Anthropic names Theo Hourmouzis as ANZ Chief in Sydney
Anthropic has appointed Theo Hourmouzis as General Manager for Australia and New Zealand and opened an office in Sydney.
Hourmouzis joins the artificial intelligence company from Snowflake, where he was Senior Vice President for Australia, New Zealand and ASEAN. He will lead Anthropic's local team and set strategy for customers in both countries.
The appointment is part of a broader regional expansion. Anthropic has recently opened offices in Tokyo and Bengaluru, with Sydney establishing an Australian base as it seeks closer ties with customers and partners across the Asia-Pacific market.
Before joining Anthropic, Hourmouzis spent more than two decades in technology leadership roles across Asia Pacific, working with enterprise and public sector organisations in financial services, retail, aviation and government.
In Australia and New Zealand, Anthropic is seeking to deepen relationships with organisations including Commonwealth Bank and Quantium. It is also working with research institutions including Australian National University, Murdoch Children's Research Institute, Garvan Institute of Medical Research and Curtin University.
Its activity in the market also includes work linked to a memorandum of understanding signed with the Australian government. The hire reflects Anthropic's view that artificial intelligence adoption in the region will depend on responsible development and deployment.
"Organisations across Australia and New Zealand are thinking carefully about how to adopt AI, and they want partners who take safety and rigor as seriously as they take the opportunity," said Theo Hourmouzis, General Manager of Australia and New Zealand at Anthropic. "That's what drew me to Anthropic. I've spent my career working with businesses and governments across this region, and the organizations that do best with AI will be the ones that pair ambition with discipline."

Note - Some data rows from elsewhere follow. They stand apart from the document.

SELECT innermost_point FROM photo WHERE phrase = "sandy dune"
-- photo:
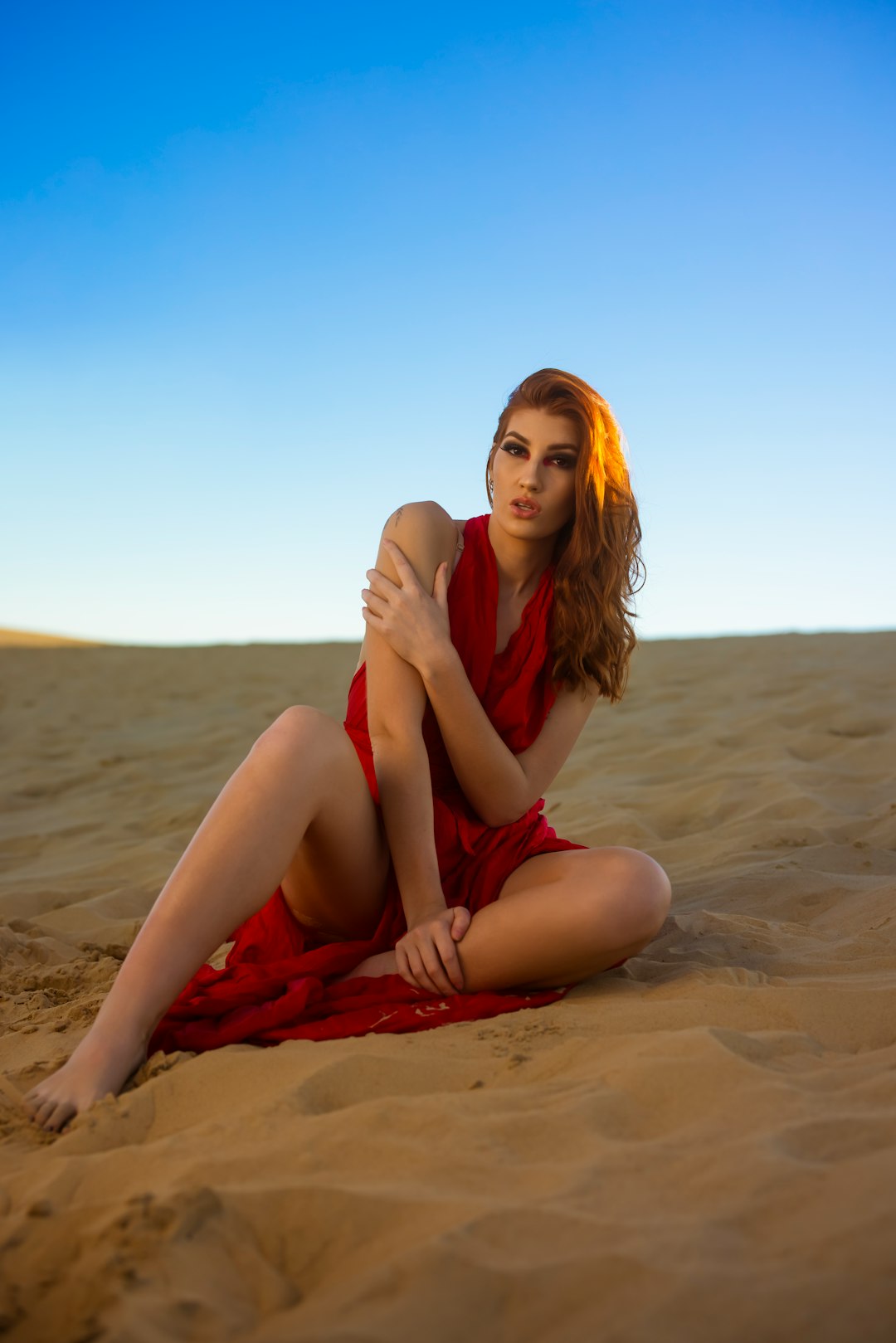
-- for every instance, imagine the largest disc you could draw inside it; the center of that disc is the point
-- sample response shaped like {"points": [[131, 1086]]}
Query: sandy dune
{"points": [[698, 1146]]}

Anthropic has also been building commercial partnerships in the market, recently announcing collaborations with Canva and Xero.

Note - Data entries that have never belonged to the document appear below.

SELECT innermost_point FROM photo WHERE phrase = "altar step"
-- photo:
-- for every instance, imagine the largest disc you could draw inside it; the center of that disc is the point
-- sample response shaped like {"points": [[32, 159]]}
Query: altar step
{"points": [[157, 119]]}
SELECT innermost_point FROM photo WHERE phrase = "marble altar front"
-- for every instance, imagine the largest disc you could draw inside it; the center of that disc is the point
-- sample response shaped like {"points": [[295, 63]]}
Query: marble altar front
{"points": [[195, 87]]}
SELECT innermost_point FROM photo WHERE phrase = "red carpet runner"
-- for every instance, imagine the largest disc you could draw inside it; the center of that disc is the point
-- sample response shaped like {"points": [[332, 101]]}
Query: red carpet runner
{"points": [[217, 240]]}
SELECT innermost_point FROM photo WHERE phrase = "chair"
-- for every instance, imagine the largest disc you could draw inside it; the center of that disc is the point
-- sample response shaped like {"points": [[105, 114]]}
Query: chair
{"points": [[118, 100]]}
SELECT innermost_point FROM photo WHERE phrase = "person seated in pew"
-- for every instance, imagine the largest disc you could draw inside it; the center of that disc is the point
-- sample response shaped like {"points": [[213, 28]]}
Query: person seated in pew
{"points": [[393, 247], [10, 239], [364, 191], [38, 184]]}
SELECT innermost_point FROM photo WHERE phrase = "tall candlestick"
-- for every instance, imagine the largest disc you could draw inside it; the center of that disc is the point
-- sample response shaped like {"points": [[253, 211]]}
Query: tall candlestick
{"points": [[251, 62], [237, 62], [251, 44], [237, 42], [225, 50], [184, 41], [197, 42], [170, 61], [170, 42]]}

Under the Canva arrangement, Canva Design Engine and Visual Suite will be brought into Claude Design by Anthropic Labs. The Xero agreement is a multi-year partnership that will place Claude within Xero's products while integrating Xero's financial data and tools into Claude.ai.
Non-profit work
Another local relationship involves YMCA South Australia, which is working with Anthropic as a Claude for Nonprofits Partner. The organisation operates across more than 65 community locations and has around 1,250 staff.
YMCA South Australia has used Claude to build custom artificial intelligence tools for operational analysis, content production and technical work that had previously been outsourced. The example highlights Anthropic's push beyond large corporate users into education, research and non-profit settings.
"The future for us is about Claude becoming embedded infrastructure, a core part of how we run the organisation," said Devan Seamans, Head of Marketing & Technology, YMCA South Australia. "That requires a platform with the enterprise governance and controls to match the obligations of a large not-for-profit. We want to be a leader in the Australian NFP space with AI adoption, and Anthropic's approach gives us the confidence to pursue that."
Chris Ciauri, Anthropic's Managing Director of International, linked the appointment to the group's long-term plans in the region. He said the company sees scope for artificial intelligence to contribute to economic growth if organisations adopt it responsibly.
"Theo's appointment reflects the conviction we share with the Australian government that AI can drive economic growth when it's developed and deployed responsibly," said Chris Ciauri, Managing Director of International at Anthropic. "He's spent decades helping organisations adopt new technology, and he'll build the team and partnerships we need to support our customers across Australia and New Zealand for the long term."
On LinkedIn, Hourmouzis said he was joining with a founding team of account executives and applied AI engineers. He wrote that he sees a strong opportunity in Australia and New Zealand as organisations move from AI ambition to practical use.